Ночью, истомленные дорогой, дневной сутолокой, пылью и жарой, все уснули. Тогда Санька — она-то, несмотря на усталость, крепилась и ни на секунду не сомкнула глаз — незаметно соскользнула с телеги. Захватив с собой лишь узелок с хлебом, она, выбравшись из гущи телег и экипажей, вышла на обочину дороги и скорым шагом направилась в ту сторону, где была Москва. Без отдыха она шагала всю ночь. К рассвету же так устала, что, когда увидела возле дороги березовую рощу, свернула туда. Отыскала среди молодой поросли уединенное место и, сраженная
Хотела было подол ее отдохнуть, но нет! — не до отдыха ей сейчас было. Тревога снедала ее. Какой там отдых, когда дедушка один-одинешенек…
О господи, да зачем же она, глупая, уехала? Почему не спрыгнула с телеги, когда были у Тверской заставы? Ругала себя нещадно. Да разве в ругани дело. Скорее, скорее поднимайся, Санька, скорее в Москву.
Однако разулась, заставила себя немного посидеть, отдохнуть. Пожевала хлеб, взятый с собой в дорогу. Заела черникой и брусникой, кои росли тут во множестве.
Вдруг вспомнился Федор. Нет, и мысли о Федоре погнала от себя прочь. Не до него теперь. Обратно в Москву, к дедушке, в театр… Может, уже началась та страшная баталия! А дедушка один, как перст один.
Вдруг странный гул донесся к ней с дороги, с которой она сейчас свернула в лес. Неужто и сегодня из Москвы люди бегут? Нет, Это был не тот беспорядочный многоголосый гул — и детского плача, и скрипа колес, и блеяния овец, и мычания коров, — это было не похоже на те утомительные и беспорядочные звуки, которые слышались весь вчерашний день, едва их обоз оказался среди других обозов на Троицкой дороге.
Сейчас к ней доносился равномерный и тяжелый топот многих ног, отдельные выкрики команды, изредка ржание коней.

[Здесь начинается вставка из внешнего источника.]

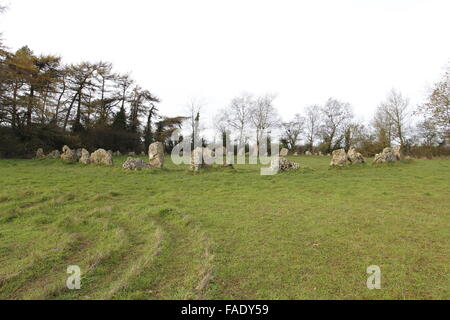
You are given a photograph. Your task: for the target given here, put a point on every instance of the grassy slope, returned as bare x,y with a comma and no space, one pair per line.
224,233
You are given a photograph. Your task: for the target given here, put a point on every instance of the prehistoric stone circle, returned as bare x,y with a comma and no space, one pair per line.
85,156
40,153
55,154
101,156
283,164
136,164
69,154
78,154
284,152
388,155
398,152
354,156
156,155
340,158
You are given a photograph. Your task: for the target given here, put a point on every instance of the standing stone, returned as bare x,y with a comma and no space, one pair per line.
40,153
156,155
398,152
78,153
339,158
387,155
284,152
101,156
68,155
135,164
283,164
55,154
354,156
85,156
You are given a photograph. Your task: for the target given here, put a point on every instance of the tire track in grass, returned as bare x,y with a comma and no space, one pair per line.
185,268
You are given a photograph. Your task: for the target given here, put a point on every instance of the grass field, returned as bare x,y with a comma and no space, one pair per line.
224,233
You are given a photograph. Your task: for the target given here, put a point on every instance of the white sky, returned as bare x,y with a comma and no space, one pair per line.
305,51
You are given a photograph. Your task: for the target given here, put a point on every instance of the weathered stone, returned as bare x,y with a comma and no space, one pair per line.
55,154
284,152
339,158
68,154
156,155
283,164
354,156
387,155
40,153
85,157
78,154
101,156
136,164
398,152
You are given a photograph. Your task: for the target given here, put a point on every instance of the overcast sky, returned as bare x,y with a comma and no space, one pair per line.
305,51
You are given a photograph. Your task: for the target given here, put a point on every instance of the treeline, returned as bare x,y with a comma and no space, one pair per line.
46,104
421,131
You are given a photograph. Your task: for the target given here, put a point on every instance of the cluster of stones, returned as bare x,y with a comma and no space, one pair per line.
342,158
155,159
136,164
389,155
309,153
283,164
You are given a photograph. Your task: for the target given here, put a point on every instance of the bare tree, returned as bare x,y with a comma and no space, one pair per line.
396,108
263,115
312,124
437,107
336,115
240,113
293,129
383,127
194,108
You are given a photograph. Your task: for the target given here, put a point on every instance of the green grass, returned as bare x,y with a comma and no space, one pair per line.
224,233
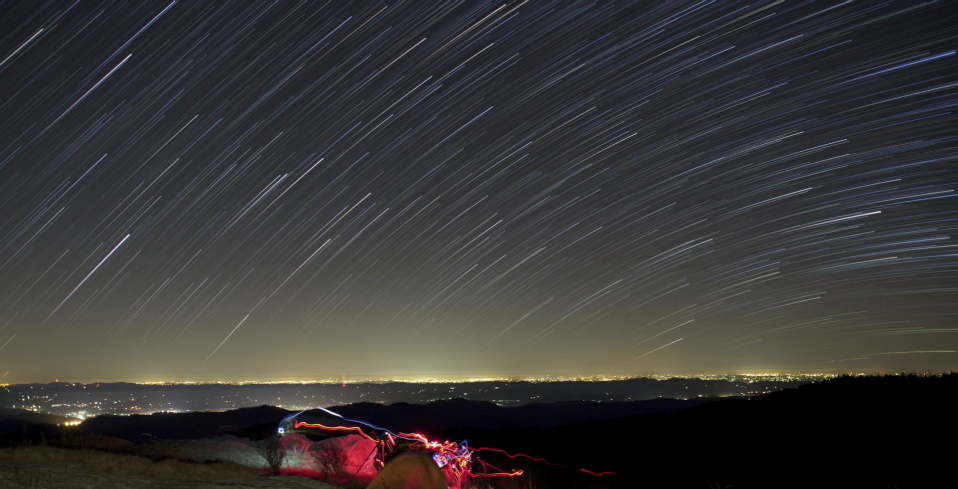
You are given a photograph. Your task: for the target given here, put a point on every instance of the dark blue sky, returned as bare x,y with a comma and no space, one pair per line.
300,190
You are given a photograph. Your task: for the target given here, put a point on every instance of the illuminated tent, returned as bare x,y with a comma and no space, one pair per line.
410,470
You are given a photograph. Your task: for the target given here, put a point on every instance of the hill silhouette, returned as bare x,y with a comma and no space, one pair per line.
890,431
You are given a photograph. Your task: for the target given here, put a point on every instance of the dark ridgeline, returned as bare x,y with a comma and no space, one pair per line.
844,432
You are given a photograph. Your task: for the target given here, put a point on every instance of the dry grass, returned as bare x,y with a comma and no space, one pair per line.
95,461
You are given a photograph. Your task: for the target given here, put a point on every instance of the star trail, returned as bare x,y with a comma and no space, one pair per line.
276,189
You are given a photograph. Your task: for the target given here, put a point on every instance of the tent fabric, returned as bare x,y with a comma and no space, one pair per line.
410,470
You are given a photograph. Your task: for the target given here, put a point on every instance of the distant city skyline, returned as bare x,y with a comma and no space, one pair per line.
253,190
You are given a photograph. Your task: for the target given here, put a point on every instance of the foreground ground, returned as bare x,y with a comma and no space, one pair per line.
46,467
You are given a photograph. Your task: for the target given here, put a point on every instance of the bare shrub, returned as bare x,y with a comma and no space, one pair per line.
331,459
274,451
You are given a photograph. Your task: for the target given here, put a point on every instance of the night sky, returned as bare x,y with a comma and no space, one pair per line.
256,190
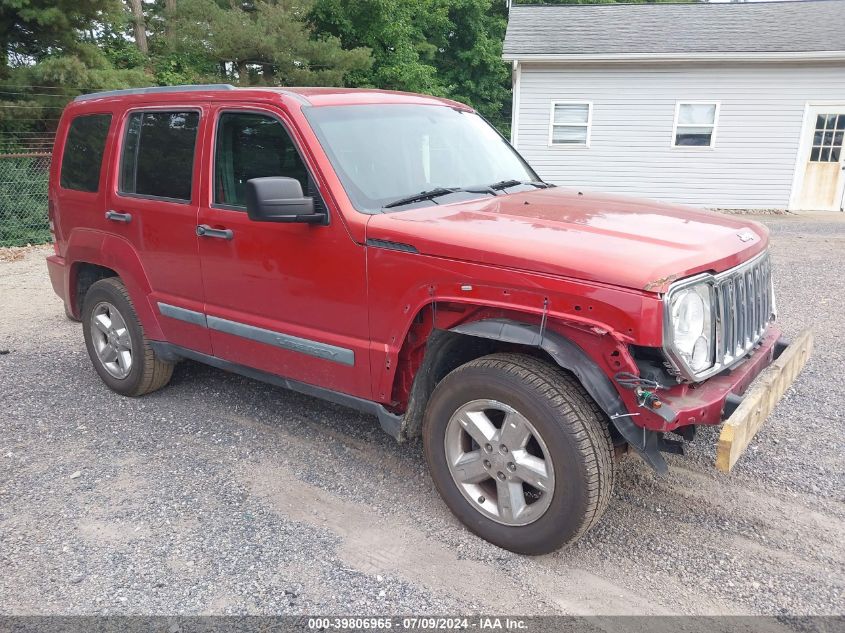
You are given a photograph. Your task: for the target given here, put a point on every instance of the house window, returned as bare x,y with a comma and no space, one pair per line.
570,124
695,124
828,138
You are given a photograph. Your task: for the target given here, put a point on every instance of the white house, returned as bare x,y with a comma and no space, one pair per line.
735,106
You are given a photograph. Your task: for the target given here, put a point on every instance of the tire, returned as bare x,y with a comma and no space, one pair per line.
69,315
143,372
573,436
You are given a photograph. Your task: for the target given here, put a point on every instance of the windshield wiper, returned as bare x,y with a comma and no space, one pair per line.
507,184
419,197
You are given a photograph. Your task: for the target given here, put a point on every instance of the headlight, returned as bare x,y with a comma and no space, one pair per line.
690,327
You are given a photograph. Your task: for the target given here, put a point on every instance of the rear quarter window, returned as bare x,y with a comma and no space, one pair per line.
83,154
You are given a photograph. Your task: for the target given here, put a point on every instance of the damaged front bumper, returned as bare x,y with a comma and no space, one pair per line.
774,365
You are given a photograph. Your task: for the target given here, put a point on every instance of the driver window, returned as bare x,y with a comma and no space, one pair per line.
252,146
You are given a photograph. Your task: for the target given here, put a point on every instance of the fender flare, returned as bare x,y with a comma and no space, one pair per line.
572,358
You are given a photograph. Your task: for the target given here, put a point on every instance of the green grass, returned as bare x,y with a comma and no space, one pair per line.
23,201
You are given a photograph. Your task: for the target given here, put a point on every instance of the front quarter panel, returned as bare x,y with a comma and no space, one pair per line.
115,253
601,320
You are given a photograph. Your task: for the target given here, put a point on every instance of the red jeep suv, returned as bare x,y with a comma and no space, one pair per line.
393,253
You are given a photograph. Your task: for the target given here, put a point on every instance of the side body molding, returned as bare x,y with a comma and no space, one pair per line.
574,359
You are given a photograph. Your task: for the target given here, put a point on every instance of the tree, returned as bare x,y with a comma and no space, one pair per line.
261,43
139,25
447,48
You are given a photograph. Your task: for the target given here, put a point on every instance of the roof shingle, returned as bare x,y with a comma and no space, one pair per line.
758,27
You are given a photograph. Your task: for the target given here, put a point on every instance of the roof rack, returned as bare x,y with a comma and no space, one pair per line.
154,89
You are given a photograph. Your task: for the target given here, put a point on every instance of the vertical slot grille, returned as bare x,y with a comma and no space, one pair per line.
744,308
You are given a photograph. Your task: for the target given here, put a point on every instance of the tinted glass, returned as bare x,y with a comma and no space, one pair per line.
158,154
83,155
252,146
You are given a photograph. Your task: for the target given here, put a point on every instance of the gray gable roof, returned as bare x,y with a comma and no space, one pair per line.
608,29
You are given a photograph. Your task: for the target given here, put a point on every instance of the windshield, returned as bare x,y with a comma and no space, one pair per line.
384,153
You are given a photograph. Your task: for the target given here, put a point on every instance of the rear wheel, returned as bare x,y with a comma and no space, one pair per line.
120,352
519,452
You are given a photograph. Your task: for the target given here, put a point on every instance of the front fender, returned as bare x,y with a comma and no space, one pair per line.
572,358
94,247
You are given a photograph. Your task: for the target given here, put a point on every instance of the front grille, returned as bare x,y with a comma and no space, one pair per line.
744,308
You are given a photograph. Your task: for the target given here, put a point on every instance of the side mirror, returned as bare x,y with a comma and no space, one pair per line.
280,199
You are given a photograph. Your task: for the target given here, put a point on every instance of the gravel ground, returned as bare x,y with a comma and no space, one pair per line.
219,494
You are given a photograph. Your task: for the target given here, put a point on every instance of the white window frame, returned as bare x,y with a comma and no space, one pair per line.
715,125
589,124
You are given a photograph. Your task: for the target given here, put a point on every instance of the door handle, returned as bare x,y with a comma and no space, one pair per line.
114,216
203,230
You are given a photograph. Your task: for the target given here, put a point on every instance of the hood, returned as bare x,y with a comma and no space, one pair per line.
639,244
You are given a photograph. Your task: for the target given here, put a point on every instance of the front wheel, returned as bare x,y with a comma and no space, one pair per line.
519,452
121,354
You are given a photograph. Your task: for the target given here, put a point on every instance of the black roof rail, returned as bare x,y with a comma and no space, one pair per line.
153,90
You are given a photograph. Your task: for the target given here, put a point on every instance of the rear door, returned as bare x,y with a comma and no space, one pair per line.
154,205
289,299
823,160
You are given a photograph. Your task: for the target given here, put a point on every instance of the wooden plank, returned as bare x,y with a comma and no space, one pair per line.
760,401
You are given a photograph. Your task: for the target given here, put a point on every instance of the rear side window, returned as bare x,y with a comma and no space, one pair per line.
83,155
158,154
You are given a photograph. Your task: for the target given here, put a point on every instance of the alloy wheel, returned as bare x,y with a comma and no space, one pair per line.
499,462
111,339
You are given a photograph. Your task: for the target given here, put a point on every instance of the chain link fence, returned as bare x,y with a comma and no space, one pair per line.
23,198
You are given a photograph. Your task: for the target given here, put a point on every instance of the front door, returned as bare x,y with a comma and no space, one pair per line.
823,160
289,299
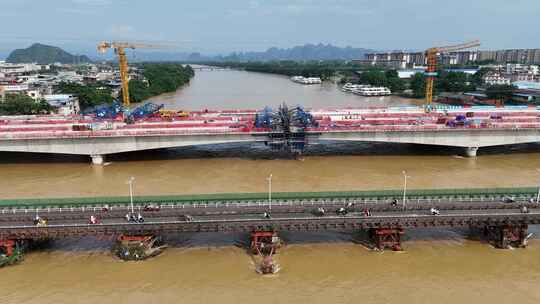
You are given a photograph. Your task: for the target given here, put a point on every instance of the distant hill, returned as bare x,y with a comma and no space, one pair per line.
305,52
297,53
44,54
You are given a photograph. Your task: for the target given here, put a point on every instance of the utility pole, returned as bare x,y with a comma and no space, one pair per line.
405,177
538,195
130,182
269,179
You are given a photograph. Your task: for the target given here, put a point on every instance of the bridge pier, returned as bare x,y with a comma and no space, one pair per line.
97,159
506,236
136,248
471,151
264,242
10,253
384,238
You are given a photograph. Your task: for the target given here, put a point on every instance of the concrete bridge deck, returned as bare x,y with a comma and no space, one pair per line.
485,127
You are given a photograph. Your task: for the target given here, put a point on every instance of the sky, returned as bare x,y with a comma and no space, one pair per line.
222,26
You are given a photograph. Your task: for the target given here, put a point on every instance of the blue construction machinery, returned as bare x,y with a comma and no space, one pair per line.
112,111
144,111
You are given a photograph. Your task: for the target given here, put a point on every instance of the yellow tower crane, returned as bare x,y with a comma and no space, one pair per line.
120,50
431,58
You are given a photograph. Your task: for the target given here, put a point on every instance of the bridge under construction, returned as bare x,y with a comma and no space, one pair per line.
293,129
503,215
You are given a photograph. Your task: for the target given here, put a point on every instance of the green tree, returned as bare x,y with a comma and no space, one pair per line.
374,78
418,85
20,104
393,81
89,95
502,92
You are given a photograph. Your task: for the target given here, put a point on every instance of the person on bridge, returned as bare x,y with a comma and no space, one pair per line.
341,211
93,220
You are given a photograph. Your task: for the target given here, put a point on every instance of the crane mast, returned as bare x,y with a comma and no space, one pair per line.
431,58
120,50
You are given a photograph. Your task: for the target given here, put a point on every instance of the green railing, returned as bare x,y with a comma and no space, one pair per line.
175,199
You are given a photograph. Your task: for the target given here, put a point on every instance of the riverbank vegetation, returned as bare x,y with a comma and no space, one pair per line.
159,78
20,104
156,79
89,95
322,69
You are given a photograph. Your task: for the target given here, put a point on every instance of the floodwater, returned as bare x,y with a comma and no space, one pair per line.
438,266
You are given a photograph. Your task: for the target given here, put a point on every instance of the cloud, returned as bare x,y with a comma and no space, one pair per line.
122,30
93,2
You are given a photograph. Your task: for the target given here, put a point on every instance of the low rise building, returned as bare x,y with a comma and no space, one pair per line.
64,103
495,78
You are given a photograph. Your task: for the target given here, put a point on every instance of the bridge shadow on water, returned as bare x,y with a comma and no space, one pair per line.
448,236
254,151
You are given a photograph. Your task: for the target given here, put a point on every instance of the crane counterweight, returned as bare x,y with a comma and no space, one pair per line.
431,58
120,50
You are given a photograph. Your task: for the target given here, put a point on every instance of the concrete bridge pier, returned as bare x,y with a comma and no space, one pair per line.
98,159
471,151
384,238
264,242
507,236
10,252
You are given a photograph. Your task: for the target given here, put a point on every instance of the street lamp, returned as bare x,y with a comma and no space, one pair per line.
538,195
130,182
269,179
405,177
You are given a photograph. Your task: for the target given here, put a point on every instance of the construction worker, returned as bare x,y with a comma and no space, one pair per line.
341,211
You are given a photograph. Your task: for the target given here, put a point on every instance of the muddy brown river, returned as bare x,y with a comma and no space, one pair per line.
438,265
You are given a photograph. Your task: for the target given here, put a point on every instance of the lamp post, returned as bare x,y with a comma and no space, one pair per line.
269,179
538,195
130,182
405,177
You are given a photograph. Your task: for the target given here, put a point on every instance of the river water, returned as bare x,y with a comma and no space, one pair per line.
438,266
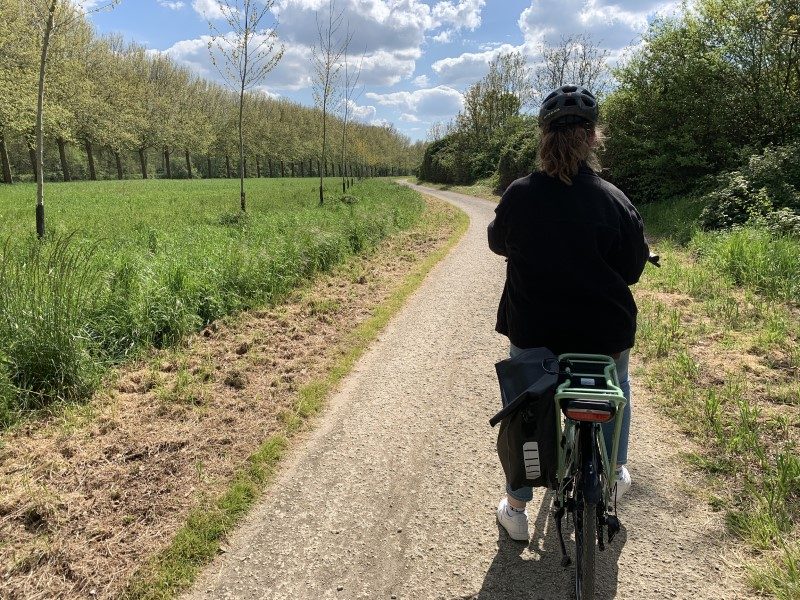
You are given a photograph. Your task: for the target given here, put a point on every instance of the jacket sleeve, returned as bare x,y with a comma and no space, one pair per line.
498,228
630,256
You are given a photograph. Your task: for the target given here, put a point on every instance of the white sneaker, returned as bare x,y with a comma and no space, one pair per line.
515,523
623,483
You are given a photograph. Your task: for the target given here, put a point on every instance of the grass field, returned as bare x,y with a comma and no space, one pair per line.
719,335
133,264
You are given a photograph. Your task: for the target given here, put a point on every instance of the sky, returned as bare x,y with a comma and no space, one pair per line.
419,55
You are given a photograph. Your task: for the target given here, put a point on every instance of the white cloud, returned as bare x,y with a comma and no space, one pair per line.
469,66
210,9
613,25
421,81
440,101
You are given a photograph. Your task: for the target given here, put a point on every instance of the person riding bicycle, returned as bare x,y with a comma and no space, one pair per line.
574,244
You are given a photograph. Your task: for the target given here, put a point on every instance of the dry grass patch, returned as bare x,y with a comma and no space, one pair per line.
725,363
89,494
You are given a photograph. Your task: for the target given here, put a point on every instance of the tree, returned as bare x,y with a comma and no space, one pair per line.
577,60
349,96
17,78
325,58
249,52
51,17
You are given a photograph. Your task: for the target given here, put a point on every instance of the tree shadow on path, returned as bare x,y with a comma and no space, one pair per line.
534,572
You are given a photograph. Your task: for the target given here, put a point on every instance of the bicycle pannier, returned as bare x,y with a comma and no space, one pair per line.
526,441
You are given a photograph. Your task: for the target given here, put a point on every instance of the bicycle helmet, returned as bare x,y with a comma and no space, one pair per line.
567,105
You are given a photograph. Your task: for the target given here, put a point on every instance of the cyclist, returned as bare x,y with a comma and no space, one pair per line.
574,243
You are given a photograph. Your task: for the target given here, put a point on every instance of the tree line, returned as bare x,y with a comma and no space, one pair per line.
118,110
706,93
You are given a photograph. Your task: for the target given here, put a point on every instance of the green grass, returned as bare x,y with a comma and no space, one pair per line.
131,265
483,188
197,542
754,258
736,295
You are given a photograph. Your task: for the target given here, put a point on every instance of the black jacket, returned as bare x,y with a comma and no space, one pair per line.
572,253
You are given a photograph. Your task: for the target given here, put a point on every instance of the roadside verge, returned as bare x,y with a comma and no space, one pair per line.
180,447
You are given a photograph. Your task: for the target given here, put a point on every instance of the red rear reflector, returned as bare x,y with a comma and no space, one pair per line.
587,414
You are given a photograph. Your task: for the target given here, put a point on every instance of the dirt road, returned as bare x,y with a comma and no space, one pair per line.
393,495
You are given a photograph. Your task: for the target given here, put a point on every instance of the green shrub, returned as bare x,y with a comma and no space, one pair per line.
767,183
518,157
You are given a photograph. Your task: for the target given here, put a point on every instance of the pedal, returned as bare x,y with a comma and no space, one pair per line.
612,521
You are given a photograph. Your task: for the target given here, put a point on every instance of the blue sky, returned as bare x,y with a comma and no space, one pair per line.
420,55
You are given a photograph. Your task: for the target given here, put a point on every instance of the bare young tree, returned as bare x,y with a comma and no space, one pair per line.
350,94
576,59
326,61
249,51
51,17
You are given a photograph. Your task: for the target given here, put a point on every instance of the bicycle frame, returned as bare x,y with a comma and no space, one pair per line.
567,431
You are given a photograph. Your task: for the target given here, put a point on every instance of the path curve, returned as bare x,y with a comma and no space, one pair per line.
393,495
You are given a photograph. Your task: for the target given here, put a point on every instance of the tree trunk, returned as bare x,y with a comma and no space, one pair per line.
167,165
39,154
34,162
90,158
7,177
242,164
143,163
62,155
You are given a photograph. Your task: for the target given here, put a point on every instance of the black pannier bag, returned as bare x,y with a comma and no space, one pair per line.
526,442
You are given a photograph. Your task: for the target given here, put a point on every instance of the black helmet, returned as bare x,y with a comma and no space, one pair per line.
567,105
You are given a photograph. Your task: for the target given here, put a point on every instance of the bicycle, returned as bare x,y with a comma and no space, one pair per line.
588,396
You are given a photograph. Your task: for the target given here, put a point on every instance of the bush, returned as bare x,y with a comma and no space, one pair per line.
518,157
46,293
755,258
165,266
767,183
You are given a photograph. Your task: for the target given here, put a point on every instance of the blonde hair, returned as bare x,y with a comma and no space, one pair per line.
563,149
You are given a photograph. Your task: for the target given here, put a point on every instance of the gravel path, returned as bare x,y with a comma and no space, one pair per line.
393,495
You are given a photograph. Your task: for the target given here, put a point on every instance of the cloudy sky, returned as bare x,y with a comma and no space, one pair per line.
420,55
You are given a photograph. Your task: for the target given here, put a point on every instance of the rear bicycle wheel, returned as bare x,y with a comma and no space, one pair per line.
585,547
586,497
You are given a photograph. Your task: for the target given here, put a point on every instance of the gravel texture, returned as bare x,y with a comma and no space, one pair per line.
393,495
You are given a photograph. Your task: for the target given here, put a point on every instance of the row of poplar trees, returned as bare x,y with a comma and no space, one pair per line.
115,109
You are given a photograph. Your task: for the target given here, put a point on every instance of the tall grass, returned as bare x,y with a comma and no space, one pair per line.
131,265
743,287
755,258
46,295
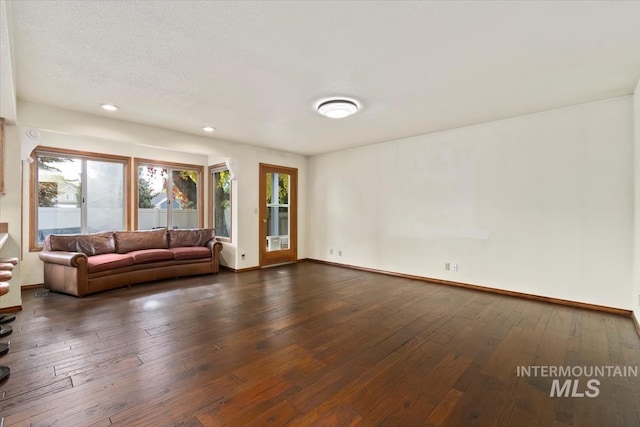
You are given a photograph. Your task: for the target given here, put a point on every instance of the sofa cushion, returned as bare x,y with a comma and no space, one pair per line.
190,237
151,255
129,241
104,262
191,252
88,244
72,243
103,243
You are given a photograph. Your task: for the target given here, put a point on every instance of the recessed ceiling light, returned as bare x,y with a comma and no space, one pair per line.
337,108
109,107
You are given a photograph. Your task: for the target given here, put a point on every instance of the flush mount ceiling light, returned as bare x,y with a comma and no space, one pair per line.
337,108
109,107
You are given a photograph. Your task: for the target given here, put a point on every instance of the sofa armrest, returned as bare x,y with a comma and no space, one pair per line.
215,246
63,258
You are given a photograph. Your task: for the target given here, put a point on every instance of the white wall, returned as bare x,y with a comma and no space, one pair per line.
540,204
72,130
10,212
635,297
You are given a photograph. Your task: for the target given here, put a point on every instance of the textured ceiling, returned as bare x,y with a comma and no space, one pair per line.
256,70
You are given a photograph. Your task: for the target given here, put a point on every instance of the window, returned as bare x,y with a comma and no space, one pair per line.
77,192
220,185
168,195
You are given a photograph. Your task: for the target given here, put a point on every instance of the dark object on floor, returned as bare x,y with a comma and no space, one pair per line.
6,318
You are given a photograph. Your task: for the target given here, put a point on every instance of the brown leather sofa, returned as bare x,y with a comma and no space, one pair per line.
83,264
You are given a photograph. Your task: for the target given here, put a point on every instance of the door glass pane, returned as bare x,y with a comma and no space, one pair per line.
59,196
152,197
277,211
184,207
105,196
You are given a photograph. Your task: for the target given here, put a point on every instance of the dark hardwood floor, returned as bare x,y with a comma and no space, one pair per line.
310,344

Продираясь сквозь кусты, не обращая внимания на ветви, больно хлеставшие ее по лицу, Саня кинулась напролом к дороге. Увидела: по дороге идут русские войска. Однако не в ту сторону, куда она собиралась идти, не к Москве, а от Москвы. А может, все-таки к Москве? Может, это она шла не туда, куда надобно, а солдаты идут именно в Москву, на подмогу тем, кто сейчас в жестокой баталии защищает город от француза?
Невидимая с дороги, но хорошо все видя, Саня, спрятавшись за ствол дерева, смотрела на сумрачные лица солдат. Не понимала, почему же лица у них такие, словно идут они с похорон.
Изредка к ней доносились отдельные слова, иногда фразы. Со жгучим напряжением прислушивалась она и к словам и к фразам. Однако смысл их был ей непонятен.
Но чем дольше она смотрела на сумрачные лица солдат, тем страшнее ей становилось. Предчувствие беды заполнило ее. И, сама не зная, зачем и почему, она метнулась обратно в лес, так и не поняв, откуда и куда идут войска.
А по дороге шел арьергард армии, прикрывая собой последних жителей, уходящих из Москвы. Это были те несколько тысяч казаков, которые затем по приказу Кутузова должны были с Владимирской дороги повернуть на дорогу Рязанскую, чтобы затем слиться с остальной русской армией и начать тот хитрый маневр, который поставил в тупик Наполеона и его военачальников.
Примерно в те же самые часы французские войска готовились войти через Калужскую заставу у Воробьевых гор, через заставы Пресненскую, Тверскую и Дорогомиловскую в пустую, покинутую жителями Москву. Готовились вступить победителями — с музыкой и барабанным боем, так приказал им Наполеон Бонапарт.